- Abbreviation: HSF/A
- Leader: Malang Kerubino
- Founded: 26 January 2026
- Split from: South Sudan United Front
- National Legislative Assembly: 0 / 550
- Council of States: 0 / 100

= Hope and Salvation Front/Army =

Political party in South Sudan

The Hope and Salvation Front/Army (HSF/A) is a political party and insurgent group in South Sudan. The group was founded by Malang Kerubino on 26 January 2026 to challenge the government of Salva Kiir Mayardit.

== Background ==
The founder of the HSF/A, Malang Kerubino, is the son of Kerubino Kuanyin Bol, a founder of the Sudan People's Liberation Army. Kerubino Kuanyin Bol is said to have fired the first shot of the Second Sudanese Civil War in 1983 and was an influential figure until his death in 1999.

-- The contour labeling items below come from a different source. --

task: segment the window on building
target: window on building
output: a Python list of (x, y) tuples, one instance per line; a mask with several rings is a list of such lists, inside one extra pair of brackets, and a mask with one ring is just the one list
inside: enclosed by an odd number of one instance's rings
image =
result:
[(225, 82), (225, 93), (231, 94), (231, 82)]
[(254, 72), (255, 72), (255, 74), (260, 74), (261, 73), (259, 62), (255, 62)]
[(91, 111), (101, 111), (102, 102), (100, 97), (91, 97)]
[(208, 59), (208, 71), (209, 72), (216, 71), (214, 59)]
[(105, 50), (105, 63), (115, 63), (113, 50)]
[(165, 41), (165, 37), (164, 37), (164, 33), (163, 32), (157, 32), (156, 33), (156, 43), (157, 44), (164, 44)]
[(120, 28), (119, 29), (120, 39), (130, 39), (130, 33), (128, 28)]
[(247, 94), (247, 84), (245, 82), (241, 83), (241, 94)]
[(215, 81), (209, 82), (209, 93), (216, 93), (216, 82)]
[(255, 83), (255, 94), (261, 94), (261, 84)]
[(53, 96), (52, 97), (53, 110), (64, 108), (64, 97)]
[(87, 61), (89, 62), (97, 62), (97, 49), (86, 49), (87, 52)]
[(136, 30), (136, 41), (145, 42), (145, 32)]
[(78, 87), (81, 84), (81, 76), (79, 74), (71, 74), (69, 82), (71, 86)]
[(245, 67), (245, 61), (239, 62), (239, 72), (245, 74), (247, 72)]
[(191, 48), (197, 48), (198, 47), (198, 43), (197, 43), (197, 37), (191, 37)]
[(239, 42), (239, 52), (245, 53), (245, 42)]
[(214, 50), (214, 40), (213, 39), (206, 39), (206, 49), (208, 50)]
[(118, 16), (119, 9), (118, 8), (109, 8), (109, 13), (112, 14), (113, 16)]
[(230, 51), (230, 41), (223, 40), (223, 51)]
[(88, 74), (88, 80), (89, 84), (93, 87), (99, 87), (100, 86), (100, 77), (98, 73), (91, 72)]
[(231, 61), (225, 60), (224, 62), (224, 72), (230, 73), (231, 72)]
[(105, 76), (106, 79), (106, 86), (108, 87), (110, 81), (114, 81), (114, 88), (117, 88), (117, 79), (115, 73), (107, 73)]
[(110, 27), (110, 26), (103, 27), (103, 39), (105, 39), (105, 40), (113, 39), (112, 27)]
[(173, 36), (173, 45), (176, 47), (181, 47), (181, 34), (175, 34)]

In March 2021, Malang Kerubino was appointed as the Chief of General Staff for the South Sudan United Front (SSUF/A), a rebel group founded in 2018 to fight against the government of Salva Kiir. On 14 January 2026, Malang resigned from the SSUF/A along with 12 other senior members. Malang announced the formation of the HSF/A on 26 January 2026. He stated that the group was formed in a response to unpaid salaries, rising living costs and the failure of state institutions to serve citizens.